Pa.Senate considering religious freedom measure

HARRISBURG, Pa. (AP) -- Pennsylvania could become the 10th state to pass a bill meant to give new protections to religious groups but criticized by opponents as giving religion free rein to ignore many laws.

Called the Religious Freedom Protection Act, the bill currently before the Senate would allow laws that burden a person's religious practice or belief to be challenged in court if the state lacks a compelling interest in passing the laws. Any law passed also must be as least restrictive of religion as possible.

Nine states have passed religious freedom acts and two states have made similar changes in their constitutions, according to legislative officials.

"It's a fairly simple bill, but it has lots and lots of wrinkles," said Drew Crompton, an aide to Sen. Robert C. Jubelirer, prime sponsor of the measure.

Under the bill, for example, if the Legislature passed a law banning the wearing of yarmulkes in the Capitol, state employees could still wear the Jewish headpieces unless the state could prove a compelling reason for banning them, Crompton said.

But a Muslim woman who wants to wear a veil over her face for her driver's license photo could not have her license picture taken that way because there is a compelling state interest in producing a driver's license that shows the driver's identity, Crompton said.

"The state can burden someone's religion," under the bill, Crompton said. "It just has to show a compelling state interest."

Critics said the bill is excessively broad and has resulted in religious groups successfully arguing for exemptions from important laws in other states.

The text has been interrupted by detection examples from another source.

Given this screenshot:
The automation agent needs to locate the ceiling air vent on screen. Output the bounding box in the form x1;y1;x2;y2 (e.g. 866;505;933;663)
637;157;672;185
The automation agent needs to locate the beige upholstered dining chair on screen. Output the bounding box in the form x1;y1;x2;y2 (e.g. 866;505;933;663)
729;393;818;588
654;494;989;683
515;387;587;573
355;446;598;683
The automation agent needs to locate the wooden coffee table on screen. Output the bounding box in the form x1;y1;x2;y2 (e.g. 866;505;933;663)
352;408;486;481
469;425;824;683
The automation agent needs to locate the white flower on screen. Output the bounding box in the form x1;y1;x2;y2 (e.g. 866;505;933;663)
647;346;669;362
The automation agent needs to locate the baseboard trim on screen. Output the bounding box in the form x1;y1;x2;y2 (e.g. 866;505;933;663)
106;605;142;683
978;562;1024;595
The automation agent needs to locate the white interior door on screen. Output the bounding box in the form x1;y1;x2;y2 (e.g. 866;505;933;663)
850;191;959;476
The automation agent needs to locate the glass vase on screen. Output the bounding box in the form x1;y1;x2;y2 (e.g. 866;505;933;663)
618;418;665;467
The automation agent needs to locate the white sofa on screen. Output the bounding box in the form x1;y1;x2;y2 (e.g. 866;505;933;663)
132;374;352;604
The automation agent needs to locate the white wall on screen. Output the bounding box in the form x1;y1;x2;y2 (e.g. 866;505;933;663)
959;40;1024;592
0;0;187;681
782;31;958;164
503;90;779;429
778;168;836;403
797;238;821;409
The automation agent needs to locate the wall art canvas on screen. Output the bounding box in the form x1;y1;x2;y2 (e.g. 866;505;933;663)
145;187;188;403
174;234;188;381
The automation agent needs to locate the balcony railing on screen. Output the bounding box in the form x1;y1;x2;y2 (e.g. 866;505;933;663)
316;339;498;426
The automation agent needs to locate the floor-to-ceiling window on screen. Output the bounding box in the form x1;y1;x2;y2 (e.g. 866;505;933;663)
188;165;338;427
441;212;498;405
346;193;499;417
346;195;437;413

"It's a wrong-headed approach," said Marci Hamilton, a Washington Crossing resident and law professor at Yeshiva University in New York.

"If there are religious institutions that need exemptions from particular laws, then that ought to be publicly debated and a decision made about whether they would get out from under that particular law," she said. "But this across-the-board assistance for religious entities undermines the public good."

The bill, which contains an exception for cases of abuse, has garnered the support of a broad range of religious groups in Pennsylvania, Crompton said. They include the Keystone Christian Education Association, Pennsylvania Catholic Conference, Pennsylvania Family Institute and the Jewish Coalition, he said.

Across the country, similar bills have had the backing of mostly conservative groups, said Hamilton, who represented the city of Boerne, Texas, in a case in which the Supreme Court declared a federal version of the law unconstitutional in 1997.

Even with the exemption for abuse cases, the bill could be cited to allow religious groups that engage in corporal punishment or refuse to provide needed medical treatment for children to block prosecutions, Hamilton said. It has been used in other states to let churches get around land-use regulations that may restrict the size of a building or the amount of parking it is allowed to have, she said.

"There are a lot of cases out there. It's all over the federal courts," Hamilton said.

However, Crompton said the law contains a legal test of compelling state interest that can be applied fairly across the board.

"The wrong approach is to write one specific rule after another with individual interpretations," Crompton said.

The legislative director for the Pennsylvania chapter of the American Civil Liberties Union said it was unclear what the result of the bill would be.

"We have a lot of questions about whether it's going to interfere with civil rights cases, the regulation of child care," said Larry Frankel of the ACLU. "It's hard to understand the scope."